- Born: 1791
- Died: c. 1840 (aged 48–49)
- Spouse: Elisabed Mkheidze
- Issue: Simon (born 1812) Mzekhatun (born 1814) Irine (born 1816) Ephrosine (born 1818) Anastasia (Pakhua) (born 1820)
- Father: Prince Simon of Imereti
- Occupation: Soldier

= Prince Rostom of Imereti =

Rostom (როსტომი) (1791 – c. 1840) was a Georgian royal prince (batonishvili) of the royal Bagrationi dynasty of Imereti.

Rostom was a son of Prince Simon, a natural son of Prince Bagrat. He was, thus, a great-grandson of King Alexander V of Imereti. In 1819, Rostom, aged 20, joined his cousins, David and Vakhtang, in a revolt against the Russian Empire, which had absorbed Imereti in 1810. The revolt spread to Guria and Mingrelia, but was squashed by the Russian troops under General Velyaminov by July 1820. The remaining rebels retreated to the mountains of Racha, where they were finally defeated. Prince David died on the battlefield and Vakhtang fled to the Ottoman Empire.
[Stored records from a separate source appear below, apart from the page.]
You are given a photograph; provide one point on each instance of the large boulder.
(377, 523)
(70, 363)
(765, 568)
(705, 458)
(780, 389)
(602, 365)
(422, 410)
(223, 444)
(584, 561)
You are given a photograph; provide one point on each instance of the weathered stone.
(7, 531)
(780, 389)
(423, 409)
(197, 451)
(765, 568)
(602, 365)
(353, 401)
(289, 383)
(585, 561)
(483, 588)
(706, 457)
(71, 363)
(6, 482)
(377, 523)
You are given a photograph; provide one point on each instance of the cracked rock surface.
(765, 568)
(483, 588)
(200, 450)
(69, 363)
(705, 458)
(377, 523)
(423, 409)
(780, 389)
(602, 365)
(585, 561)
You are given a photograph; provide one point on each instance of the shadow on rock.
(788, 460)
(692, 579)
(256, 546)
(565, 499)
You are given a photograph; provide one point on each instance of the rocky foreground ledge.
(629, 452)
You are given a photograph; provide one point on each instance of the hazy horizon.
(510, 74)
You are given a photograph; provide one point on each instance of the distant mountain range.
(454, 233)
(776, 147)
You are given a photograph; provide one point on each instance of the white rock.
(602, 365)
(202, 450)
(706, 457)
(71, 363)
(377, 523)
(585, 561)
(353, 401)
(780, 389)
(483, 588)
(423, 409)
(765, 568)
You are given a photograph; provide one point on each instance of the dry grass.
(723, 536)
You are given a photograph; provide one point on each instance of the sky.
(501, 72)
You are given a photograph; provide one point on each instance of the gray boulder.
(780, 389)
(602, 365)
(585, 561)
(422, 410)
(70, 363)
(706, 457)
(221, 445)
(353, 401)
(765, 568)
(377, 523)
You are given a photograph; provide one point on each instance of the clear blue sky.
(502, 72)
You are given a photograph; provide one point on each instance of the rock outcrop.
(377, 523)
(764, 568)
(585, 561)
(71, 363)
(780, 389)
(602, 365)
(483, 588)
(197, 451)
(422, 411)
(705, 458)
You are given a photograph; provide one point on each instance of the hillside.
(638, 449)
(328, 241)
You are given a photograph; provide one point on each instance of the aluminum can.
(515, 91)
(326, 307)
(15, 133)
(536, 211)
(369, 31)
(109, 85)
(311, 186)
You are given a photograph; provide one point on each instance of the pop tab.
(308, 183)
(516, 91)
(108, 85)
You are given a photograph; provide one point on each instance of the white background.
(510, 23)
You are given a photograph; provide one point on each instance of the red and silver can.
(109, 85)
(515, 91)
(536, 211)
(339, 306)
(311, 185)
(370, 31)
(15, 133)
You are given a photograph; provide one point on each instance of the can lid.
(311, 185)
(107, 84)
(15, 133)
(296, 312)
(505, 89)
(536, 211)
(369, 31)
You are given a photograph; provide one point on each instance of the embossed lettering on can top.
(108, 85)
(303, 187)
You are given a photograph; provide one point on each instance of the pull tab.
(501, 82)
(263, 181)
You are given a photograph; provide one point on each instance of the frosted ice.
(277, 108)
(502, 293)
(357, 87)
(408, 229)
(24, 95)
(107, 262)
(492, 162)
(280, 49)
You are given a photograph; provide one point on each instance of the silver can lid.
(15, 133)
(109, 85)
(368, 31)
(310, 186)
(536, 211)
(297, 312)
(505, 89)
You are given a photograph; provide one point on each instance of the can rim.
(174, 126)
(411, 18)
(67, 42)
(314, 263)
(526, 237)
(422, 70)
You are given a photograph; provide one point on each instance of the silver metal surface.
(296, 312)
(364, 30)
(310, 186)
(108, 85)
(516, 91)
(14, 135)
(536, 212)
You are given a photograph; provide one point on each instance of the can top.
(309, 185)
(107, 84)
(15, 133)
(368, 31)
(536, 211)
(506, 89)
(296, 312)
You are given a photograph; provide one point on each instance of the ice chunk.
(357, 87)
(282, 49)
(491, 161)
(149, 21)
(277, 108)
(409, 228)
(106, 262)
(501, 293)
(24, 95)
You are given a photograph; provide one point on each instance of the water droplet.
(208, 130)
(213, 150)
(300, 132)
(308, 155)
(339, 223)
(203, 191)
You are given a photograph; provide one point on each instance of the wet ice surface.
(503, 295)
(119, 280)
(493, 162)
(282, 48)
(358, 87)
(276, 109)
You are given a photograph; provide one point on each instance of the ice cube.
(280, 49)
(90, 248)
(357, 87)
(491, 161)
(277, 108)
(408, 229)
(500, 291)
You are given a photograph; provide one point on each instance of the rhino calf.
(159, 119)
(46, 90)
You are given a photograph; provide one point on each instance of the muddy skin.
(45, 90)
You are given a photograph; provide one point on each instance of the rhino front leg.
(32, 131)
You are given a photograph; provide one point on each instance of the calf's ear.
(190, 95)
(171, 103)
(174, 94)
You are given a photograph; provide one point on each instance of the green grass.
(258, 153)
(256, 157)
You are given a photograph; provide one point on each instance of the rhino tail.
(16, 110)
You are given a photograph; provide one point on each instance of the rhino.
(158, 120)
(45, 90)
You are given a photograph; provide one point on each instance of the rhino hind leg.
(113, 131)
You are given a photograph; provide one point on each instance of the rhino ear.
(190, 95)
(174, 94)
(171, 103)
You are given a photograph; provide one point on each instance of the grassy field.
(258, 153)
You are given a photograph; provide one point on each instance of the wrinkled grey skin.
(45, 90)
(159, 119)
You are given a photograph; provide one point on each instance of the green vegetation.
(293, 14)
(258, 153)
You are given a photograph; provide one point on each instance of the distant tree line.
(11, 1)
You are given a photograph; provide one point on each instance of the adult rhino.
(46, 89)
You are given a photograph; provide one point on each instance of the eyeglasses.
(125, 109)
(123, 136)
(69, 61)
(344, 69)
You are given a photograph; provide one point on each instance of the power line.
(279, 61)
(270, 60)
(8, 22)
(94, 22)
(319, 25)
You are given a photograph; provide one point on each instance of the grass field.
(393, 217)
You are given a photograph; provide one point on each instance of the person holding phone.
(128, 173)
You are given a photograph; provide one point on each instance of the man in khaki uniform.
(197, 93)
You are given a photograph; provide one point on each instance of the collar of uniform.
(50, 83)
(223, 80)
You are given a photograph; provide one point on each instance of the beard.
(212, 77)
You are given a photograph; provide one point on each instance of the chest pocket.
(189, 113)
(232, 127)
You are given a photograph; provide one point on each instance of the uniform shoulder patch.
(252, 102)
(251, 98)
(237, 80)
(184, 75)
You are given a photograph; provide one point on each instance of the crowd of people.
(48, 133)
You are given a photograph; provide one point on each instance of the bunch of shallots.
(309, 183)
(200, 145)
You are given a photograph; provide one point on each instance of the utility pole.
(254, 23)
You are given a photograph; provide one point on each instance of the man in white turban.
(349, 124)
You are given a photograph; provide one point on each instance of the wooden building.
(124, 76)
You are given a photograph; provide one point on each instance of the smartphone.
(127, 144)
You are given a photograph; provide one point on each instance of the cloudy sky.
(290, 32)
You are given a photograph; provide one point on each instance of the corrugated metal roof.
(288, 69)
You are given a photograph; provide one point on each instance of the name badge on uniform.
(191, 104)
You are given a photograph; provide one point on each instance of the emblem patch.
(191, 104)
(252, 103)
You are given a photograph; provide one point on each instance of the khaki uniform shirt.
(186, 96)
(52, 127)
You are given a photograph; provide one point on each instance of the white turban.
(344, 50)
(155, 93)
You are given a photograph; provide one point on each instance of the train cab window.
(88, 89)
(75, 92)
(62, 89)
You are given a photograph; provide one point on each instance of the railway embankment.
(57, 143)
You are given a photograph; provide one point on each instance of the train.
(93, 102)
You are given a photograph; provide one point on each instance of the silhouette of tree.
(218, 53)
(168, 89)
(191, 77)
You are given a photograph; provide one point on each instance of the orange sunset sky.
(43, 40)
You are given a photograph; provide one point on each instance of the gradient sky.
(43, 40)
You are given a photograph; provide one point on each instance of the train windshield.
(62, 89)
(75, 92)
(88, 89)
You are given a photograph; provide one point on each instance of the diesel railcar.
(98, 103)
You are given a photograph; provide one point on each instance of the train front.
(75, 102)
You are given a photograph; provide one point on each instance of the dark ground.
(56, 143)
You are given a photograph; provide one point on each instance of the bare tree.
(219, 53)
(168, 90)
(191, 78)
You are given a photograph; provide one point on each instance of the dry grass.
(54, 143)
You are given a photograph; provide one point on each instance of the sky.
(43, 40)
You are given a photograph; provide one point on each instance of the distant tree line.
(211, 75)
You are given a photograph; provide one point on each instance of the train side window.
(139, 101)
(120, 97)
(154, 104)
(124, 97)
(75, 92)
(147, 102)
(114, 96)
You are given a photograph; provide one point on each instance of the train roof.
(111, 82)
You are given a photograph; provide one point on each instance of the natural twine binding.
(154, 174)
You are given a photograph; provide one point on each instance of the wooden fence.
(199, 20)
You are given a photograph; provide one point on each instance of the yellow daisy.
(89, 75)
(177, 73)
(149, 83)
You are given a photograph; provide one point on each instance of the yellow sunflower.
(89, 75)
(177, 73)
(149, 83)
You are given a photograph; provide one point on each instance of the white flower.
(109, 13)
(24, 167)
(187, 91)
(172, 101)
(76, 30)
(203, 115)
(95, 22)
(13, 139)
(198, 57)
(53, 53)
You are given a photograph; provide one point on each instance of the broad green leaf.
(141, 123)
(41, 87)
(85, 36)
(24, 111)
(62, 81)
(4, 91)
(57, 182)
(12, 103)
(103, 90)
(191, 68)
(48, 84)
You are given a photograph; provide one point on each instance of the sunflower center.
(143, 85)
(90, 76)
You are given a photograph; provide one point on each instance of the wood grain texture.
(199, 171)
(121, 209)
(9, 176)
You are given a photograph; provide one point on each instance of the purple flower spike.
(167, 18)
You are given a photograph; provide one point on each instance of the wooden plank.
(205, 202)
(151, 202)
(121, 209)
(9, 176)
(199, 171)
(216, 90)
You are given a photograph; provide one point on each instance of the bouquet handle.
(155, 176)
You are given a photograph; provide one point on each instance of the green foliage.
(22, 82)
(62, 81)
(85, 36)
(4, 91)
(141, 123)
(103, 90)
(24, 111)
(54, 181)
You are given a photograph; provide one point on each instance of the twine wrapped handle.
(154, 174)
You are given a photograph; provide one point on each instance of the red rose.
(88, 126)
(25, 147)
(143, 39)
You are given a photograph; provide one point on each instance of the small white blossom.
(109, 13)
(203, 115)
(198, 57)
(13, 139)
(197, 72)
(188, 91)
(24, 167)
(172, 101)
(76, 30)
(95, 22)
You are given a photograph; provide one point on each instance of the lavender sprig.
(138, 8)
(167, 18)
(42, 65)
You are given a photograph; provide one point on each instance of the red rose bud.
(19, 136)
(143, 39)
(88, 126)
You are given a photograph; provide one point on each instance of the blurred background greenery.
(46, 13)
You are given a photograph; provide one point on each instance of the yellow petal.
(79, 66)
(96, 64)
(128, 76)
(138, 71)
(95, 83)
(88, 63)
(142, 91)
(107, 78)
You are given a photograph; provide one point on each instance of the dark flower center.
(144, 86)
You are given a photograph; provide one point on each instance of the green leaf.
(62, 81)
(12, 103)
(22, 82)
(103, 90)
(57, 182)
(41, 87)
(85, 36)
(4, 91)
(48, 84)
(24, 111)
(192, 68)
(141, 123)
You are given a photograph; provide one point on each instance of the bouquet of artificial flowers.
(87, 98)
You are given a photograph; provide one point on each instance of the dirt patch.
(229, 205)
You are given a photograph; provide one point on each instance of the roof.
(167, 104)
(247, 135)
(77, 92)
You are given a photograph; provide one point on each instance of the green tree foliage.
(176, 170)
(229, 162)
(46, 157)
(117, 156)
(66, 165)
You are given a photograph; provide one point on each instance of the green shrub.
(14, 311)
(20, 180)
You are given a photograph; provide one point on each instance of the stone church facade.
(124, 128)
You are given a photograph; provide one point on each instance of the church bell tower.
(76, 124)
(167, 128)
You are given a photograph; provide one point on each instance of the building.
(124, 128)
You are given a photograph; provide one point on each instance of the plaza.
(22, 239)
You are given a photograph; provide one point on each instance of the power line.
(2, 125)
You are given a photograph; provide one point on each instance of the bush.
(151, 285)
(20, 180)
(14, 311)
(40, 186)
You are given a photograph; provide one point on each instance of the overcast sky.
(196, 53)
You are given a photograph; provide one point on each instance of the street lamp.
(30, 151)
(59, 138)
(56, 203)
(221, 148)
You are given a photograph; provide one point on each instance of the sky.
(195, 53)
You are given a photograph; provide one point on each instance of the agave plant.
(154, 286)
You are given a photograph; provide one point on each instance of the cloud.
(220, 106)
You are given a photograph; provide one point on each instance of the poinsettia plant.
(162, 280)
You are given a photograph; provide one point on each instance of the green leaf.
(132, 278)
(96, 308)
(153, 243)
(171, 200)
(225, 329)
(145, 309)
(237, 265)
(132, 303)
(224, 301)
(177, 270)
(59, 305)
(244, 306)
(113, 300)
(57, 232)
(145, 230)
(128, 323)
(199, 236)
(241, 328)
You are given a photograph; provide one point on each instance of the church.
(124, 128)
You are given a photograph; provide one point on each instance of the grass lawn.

Rostom was captured and, together with his family, sent in exile to Russia proper, where he was enlisted as a private in the Sumsky Hussar Regiment.

Rostom was married to Elisabed Mkheidze (1794–1862) and had 5 children with her.

Rostom is sometimes confused with his namesake Imeretian prince, who was a natural son of David II of Imereti and ancestor of the Imeretian family of Bagration-Davydov.